A workaround for a big multidimensional array (Jagged Array) C#? - c#

I'm trying to initialize an array in three dimension to load a voxel world.
The total size of the map should be (2048/1024/2048). I tried to initialize an jagged array of "int" but I throw a memory exception. What is the size limit?
Size of my table: 2048 * 1024 * 2048 = 4'191'893'824
Anyone know there a way around this problem?
// System.OutOfMemoryException here !
int[][][] matrice = CreateJaggedArray<int[][][]>(2048,1024,2048);
// if i try normal Initialization I also throws the exception
int[, ,] matrice = new int[2048,1024,2048];
static T CreateJaggedArray<T>(params int[] lengths)
{
return (T)InitializeJaggedArray(typeof(T).GetElementType(), 0, lengths);
}
static object InitializeJaggedArray(Type type, int index, int[] lengths)
{
Array array = Array.CreateInstance(type, lengths[index]);
Type elementType = type.GetElementType();
if (elementType != null)
{
for (int i = 0; i < lengths[index]; i++)
{
array.SetValue(
InitializeJaggedArray(elementType, index + 1, lengths), i);
}
}
return array;
}

The maximum size of a single object in C# is 2GB. Since you are creating a multi-dimensional array rather than a jagged array (despite the name of your method) it is a single object that needs to contain all of those items, not several. If you actually used a jagged array then you wouldn't have a single item with all of that data (even though the total memory footprint would be a tad larger, not smaller, it's just spread out more).

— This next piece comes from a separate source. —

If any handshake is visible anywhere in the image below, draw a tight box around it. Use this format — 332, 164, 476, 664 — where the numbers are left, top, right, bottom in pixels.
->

Thank you so much to all the staff who tried to help me in understanding and solving my problem.
I tried several solution to be able to load a lot of data and stored in a table.
After two days, here are my tests and finally the solution which can store 4'191'893'824 entry into one array
I add my final solution, hoping someone could help
the goal
I recall the goal: Initialize an integer array [2048/1024/2048] for storing 4'191'893'824 data
Test 1: with JaggedArray method (failure)
system out of memory exception thrown
/* ******************** */
/* Jagged Array method */
/* ******************** */
// allocate the first dimension;
bigData = new int[2048][][];
for (int x = 0; x < 2048; x++)
{
// allocate the second dimension;
bigData[x] = new int[1024][];
for (int y = 0; y < 1024; y++)
{
// the last dimension allocation
bigData[x][y] = new int[2048];
}
}
Test 2: with List method (failure)
system out of memory exception thrown (divide the big array into several small array .. Does not work because "List <>" allows a maximum of "2GB" Ram allocution like a simple array unfortunately.)
/* ******************** */
/* List method */
/* ******************** */
List<int[,,]> bigData = new List<int[,,]>(512);
for (int a = 0; a < 512; a++)
{
bigData.Add(new int[256, 128, 256]);
}
Test 3: with MemoryMappedFile (Solution)
I finally finally found the solution!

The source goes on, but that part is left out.